Clinical vignettes in benchmarking the performance of online symptom checkers

In the USA, over one-third of adults self-diagnose their conditions using the internet, including queries about urgent (ie, chest pain) and non-urgent (ie, headache) symptoms. The main issue with self-diagnosing using websites such as Google and Yahoo is that user may get confusing or inaccurate information, and in the case of urgent symptoms, the user may not be aware of the need to seek emergency care. In recent years, various online symptom checkers (OSCs) based on algorithms or artificial intelligence (AI) have emerged to fill this gap

Online symptom checkers are calculators that ask users to input details about their symptoms of sickness, along with personal information such as gender and age. Using algorithms or AI, the symptom checkers propose a range of conditions that fit the symptoms the user experiences. Developers promote these digital tools as a way of saving time for patients, reducing anxiety and giving patients the opportunity to take control of their own health.
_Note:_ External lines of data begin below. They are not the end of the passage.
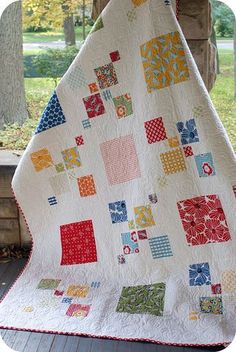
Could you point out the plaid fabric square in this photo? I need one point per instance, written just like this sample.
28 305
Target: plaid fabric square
213 305
86 186
41 159
160 247
188 131
203 220
52 116
130 242
199 274
79 140
155 130
48 284
123 105
93 87
205 165
143 216
120 160
164 61
71 158
106 76
78 310
115 56
188 151
173 161
229 281
94 105
118 211
78 243
145 299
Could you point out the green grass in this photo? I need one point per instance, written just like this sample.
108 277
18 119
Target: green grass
51 36
223 94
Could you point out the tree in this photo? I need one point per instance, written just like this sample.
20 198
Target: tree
12 93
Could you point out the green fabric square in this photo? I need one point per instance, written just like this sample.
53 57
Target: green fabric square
147 299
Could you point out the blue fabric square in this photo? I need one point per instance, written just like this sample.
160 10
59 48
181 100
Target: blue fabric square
118 211
52 115
205 165
199 274
188 131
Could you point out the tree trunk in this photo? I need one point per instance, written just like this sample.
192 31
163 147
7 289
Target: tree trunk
69 31
98 6
12 92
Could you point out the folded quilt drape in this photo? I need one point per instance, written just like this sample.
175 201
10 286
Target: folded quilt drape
128 187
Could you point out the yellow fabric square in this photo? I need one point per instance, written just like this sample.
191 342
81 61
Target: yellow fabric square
143 216
41 159
173 161
164 61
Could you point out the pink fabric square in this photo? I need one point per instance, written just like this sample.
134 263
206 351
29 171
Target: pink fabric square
120 160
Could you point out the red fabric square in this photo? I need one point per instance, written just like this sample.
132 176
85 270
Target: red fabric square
94 105
203 220
78 243
79 140
155 130
188 151
115 56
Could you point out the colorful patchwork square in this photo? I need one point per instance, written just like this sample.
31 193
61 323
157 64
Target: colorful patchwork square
160 247
71 158
115 56
120 160
205 165
78 243
199 274
60 167
173 142
143 216
118 211
203 220
146 299
48 284
78 310
155 130
86 186
188 131
173 161
188 151
41 159
79 140
142 235
123 105
93 88
216 289
59 184
106 76
130 242
94 105
229 281
77 291
52 116
164 61
212 305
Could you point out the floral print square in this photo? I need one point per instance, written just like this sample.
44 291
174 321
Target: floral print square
123 105
188 131
205 165
106 76
203 220
130 242
118 211
199 274
145 299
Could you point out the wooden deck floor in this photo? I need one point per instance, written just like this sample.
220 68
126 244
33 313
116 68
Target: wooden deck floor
23 341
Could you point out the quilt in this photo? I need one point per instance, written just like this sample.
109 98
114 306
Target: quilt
128 187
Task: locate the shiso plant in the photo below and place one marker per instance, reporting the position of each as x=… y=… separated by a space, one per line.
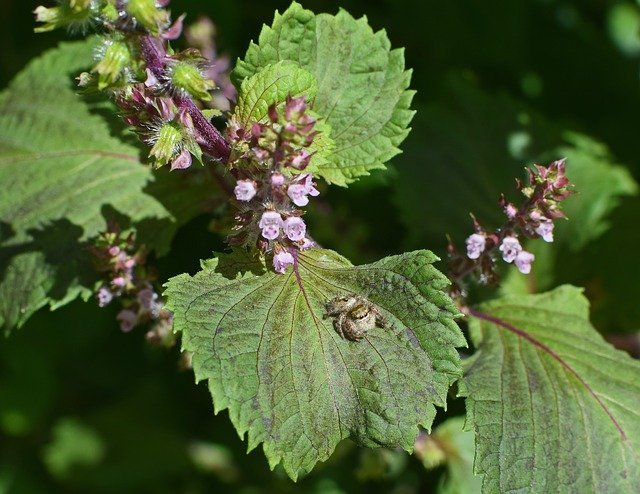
x=301 y=347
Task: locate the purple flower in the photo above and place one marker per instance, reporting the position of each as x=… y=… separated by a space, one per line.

The diagnostic function of online symptom checkers is aimed at educating users on the range of possible conditions that may fit their symptoms. Further to presenting a condition outcome and giving the users a triage recommendation that prioritises their health needs, the triage function of online symptom checkers guides users on whether they should self-care for the condition they are describing or whether they should seek professional healthcare support.3 This added functionality could vastly enhance the usefulness of Online symptom checkers by alerting people about when they need to seek emergency support or seek non-emergency care for common or self-limiting conditions.

In a study published in the journal BMJ Open, we assessed the suitability of vignettes in benchmarking the performance of online symptom checkers. Our approach included providing the vignettes to an independent panel of single-blinded physicians to arrive at an alternative set of diagnostic and triage solutions. The secondary aim was to benchmark the safety of a popular online symptom checkers (Healthily) by measuring the extent that it provided the correct diagnosis and triage solutions to a standardised set of vignettes as defined by a panel of physicians.

We found significant variability of medical opinion depending on which group of GPs considered the vignette script, whereas consolidating the output of two independent GP roundtables (one from RCGP and another panel of panel of independent GPs) resulted in a more refined third iteration (the consolidated standard) which more accurately included the ‘correct’ diagnostic and triage solutions conferred by the vignette script. This was demonstrated by the significant extent that the performance of online symptom checkers improved when benchmarked between the original and final consolidated standards.

The different qualities of the diagnostic and triage solutions between iterative standards suggest that vignettes are not an ideal tool for benchmarking the accuracy of online symptom checkers, since performance will always be related to the nature and order of the diagnostic and triage solutions which we have shown can differ significantly depending on the approach and levels of input from independent physicians. By extension, it is reasonable to propose that any consolidated standard for any vignette can always be improved by including a wider range of medical opinion until saturation is reached and a final consensus emerges.

The inherent limitations of clinical vignettes render them largely unsuitable for benchmarking the performance of popular online symptom checkers because the diagnosis and triage solutions assigned to each vignette script are amenable to change pending the deliberations of an independent panel of physicians. Although online symptom checkers are already working at a safe level of probable risk, further work is recommended to cross-validate the performance of online symptom checkers against real-world test case scenarios using real patient stories and interactions with GPs as opposed to using artificial vignettes only which will always be the single most important limitation to any cross-validation study.